1. Field of the Invention
The present invention is directed towards a systolic memory array (SMA) and more particularly to a systolic memory array (SMA) that enables the access of memory arrays that are subdivided into a plurality of banks and these banks may be accessed in a pipelined manner.
2. Background of the Related Art
One perennial goal among circuit and system designers is to improve memory bandwidth and access times. One way of achieving this goal, while simultaneously improving bandwidths and access times in memory devices, is to divide or compartmentalize an internal memory structure into a plurality of blocks that expand or increase the width of the data bus that accesses the memory structure.
Memory structures used in microprocessors and computing systems (e.g. a processor and memory) are growing rapidly in size and capability to accommodate the larger, proliferating new applications of increasing complexity and to improve processor performance. In general, systolic structures are used for mapping computations or processes into hardware structures and SMAs are used to map computations or processes into memory structures.

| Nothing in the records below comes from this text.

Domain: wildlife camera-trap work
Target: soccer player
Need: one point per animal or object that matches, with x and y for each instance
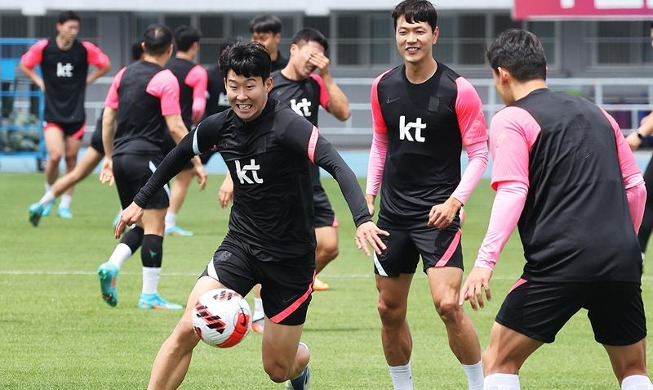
(143, 99)
(266, 29)
(90, 160)
(552, 155)
(192, 80)
(271, 241)
(422, 114)
(297, 86)
(64, 64)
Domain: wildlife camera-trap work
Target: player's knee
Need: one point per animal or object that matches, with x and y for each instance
(55, 156)
(277, 371)
(390, 314)
(449, 310)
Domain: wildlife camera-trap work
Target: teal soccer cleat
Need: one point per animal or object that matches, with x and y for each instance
(107, 273)
(35, 213)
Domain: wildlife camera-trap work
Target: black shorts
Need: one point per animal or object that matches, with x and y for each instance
(438, 248)
(540, 309)
(72, 130)
(324, 214)
(96, 141)
(286, 284)
(131, 172)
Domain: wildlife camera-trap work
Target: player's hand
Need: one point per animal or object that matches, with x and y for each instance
(441, 215)
(226, 192)
(368, 233)
(129, 216)
(477, 282)
(370, 204)
(202, 177)
(319, 61)
(106, 174)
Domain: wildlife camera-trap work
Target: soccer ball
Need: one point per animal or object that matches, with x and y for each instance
(221, 318)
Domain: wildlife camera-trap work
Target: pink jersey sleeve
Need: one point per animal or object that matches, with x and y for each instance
(164, 85)
(513, 132)
(95, 55)
(469, 111)
(477, 154)
(506, 211)
(376, 163)
(34, 54)
(112, 96)
(324, 94)
(379, 147)
(631, 174)
(197, 78)
(627, 161)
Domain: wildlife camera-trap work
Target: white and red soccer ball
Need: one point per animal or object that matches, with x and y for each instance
(221, 318)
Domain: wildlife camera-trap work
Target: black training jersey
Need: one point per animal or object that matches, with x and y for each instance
(181, 68)
(422, 164)
(268, 161)
(141, 92)
(217, 94)
(576, 222)
(64, 76)
(304, 97)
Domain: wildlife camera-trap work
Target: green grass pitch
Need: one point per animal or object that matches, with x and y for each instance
(56, 333)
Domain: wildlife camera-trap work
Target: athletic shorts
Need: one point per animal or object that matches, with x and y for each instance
(169, 144)
(540, 309)
(72, 130)
(286, 284)
(438, 248)
(324, 214)
(96, 141)
(131, 172)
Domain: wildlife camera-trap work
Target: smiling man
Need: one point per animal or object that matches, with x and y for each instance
(423, 113)
(271, 240)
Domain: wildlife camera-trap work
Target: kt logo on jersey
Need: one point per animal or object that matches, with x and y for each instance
(248, 174)
(405, 130)
(64, 70)
(303, 108)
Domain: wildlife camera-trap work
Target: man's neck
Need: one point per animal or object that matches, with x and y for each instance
(159, 60)
(185, 55)
(62, 43)
(419, 72)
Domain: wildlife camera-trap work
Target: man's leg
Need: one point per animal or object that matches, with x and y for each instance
(504, 356)
(395, 333)
(445, 283)
(72, 146)
(172, 361)
(152, 258)
(325, 251)
(283, 356)
(629, 360)
(177, 195)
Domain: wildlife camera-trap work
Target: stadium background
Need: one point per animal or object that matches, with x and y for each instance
(609, 60)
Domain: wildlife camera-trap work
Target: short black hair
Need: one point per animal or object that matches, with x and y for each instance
(520, 52)
(416, 11)
(66, 16)
(137, 49)
(265, 23)
(185, 36)
(310, 34)
(249, 59)
(157, 38)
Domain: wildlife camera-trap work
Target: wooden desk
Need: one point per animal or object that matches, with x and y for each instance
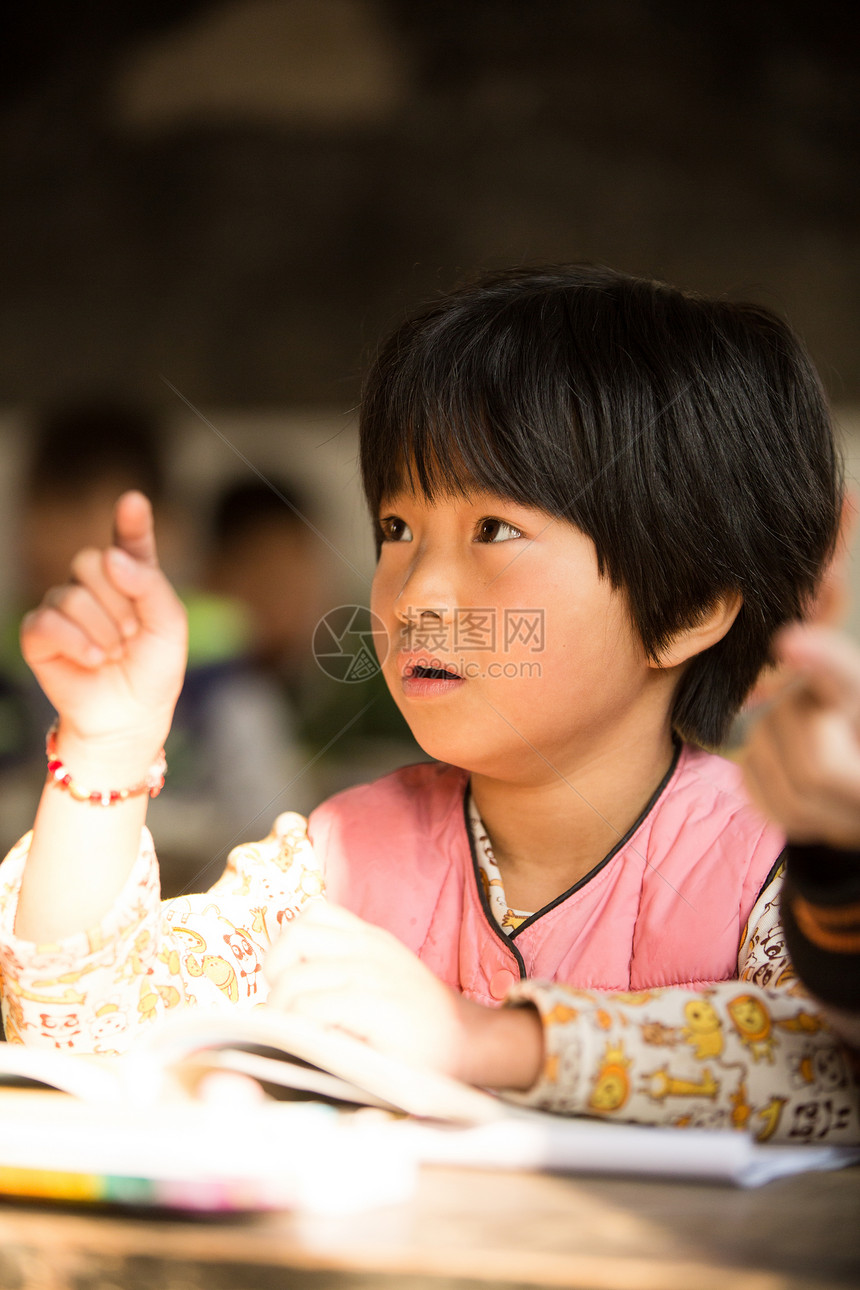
(495, 1230)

There is typically a direct relationship between a memory's capacity and its physical size, where a larger memory results in a larger physical size and a smaller memory results in a smaller physical size. This larger physical size increases the access time due to the inherent wiring delay present in longer wires and communication paths associated with the larger size. This makes accessing data and information stored in a memory structure within a short time or an otherwise acceptable time an increasingly difficult process.
Therefore, the various exemplary embodiments of the present invention address the disadvantages mentioned above and disclose a memory array that includes a plurality of multiple banks, which are adjustable in size (e.g. they can be made smaller or larger). These banks have shared address lines and are accessed in a pipelined fashion. After a certain latency or delay transpires, data stored in the banks at every clock cycle can be read out. Memory accesses to this memory array are sustainable for both reads and writes.

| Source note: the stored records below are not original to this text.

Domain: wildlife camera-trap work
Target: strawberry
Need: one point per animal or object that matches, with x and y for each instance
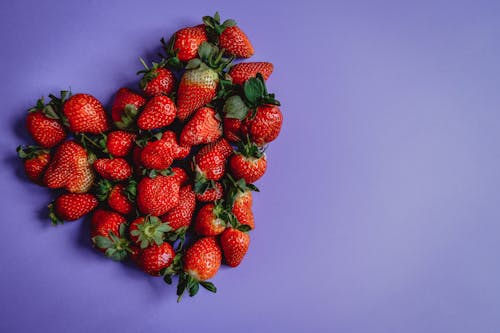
(265, 126)
(248, 163)
(161, 153)
(184, 44)
(156, 196)
(212, 193)
(107, 230)
(156, 80)
(113, 168)
(200, 263)
(119, 143)
(147, 231)
(71, 207)
(156, 258)
(198, 85)
(44, 121)
(85, 114)
(229, 36)
(232, 129)
(125, 107)
(180, 175)
(204, 127)
(180, 216)
(211, 220)
(158, 112)
(69, 169)
(241, 72)
(210, 163)
(234, 244)
(35, 161)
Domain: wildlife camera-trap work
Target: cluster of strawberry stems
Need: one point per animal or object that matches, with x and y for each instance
(139, 213)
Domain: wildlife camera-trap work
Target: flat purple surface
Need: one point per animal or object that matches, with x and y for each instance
(380, 208)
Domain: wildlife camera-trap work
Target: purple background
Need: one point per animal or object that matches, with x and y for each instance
(380, 207)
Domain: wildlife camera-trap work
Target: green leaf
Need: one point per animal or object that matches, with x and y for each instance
(235, 108)
(208, 286)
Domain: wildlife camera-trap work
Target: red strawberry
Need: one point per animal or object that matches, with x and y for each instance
(85, 114)
(71, 207)
(234, 245)
(265, 126)
(156, 80)
(149, 230)
(119, 197)
(108, 234)
(156, 258)
(243, 71)
(180, 175)
(69, 169)
(210, 163)
(35, 161)
(230, 37)
(181, 215)
(204, 127)
(113, 168)
(44, 121)
(202, 260)
(156, 196)
(125, 107)
(232, 129)
(199, 83)
(119, 143)
(248, 163)
(158, 112)
(160, 154)
(211, 220)
(184, 44)
(212, 193)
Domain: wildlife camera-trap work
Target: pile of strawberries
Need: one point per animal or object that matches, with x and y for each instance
(169, 174)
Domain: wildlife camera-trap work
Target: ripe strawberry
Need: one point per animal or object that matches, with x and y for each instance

The various exemplary embodiments of the present invention permits memory arrays subdivided in banks to be accessed in a pipelined fashion. This approach achieves a much higher sustainable memory bandwidth and possibly a shorter average access time than what the individual banks provide if they were accessed with shared non-pipelined buses. This design also alleviates the problem of driving long global bit lines in larger memories. Read access of this type of pipelined memory will exhibit physical locality properties and have variable latency. Banks that are located closer to an access port will have shorter access time than banks that are located farther away. Additionally, systolic memories are easier to implement because of their modular designs and they are also more cost effective to produce because of this modular characteristic.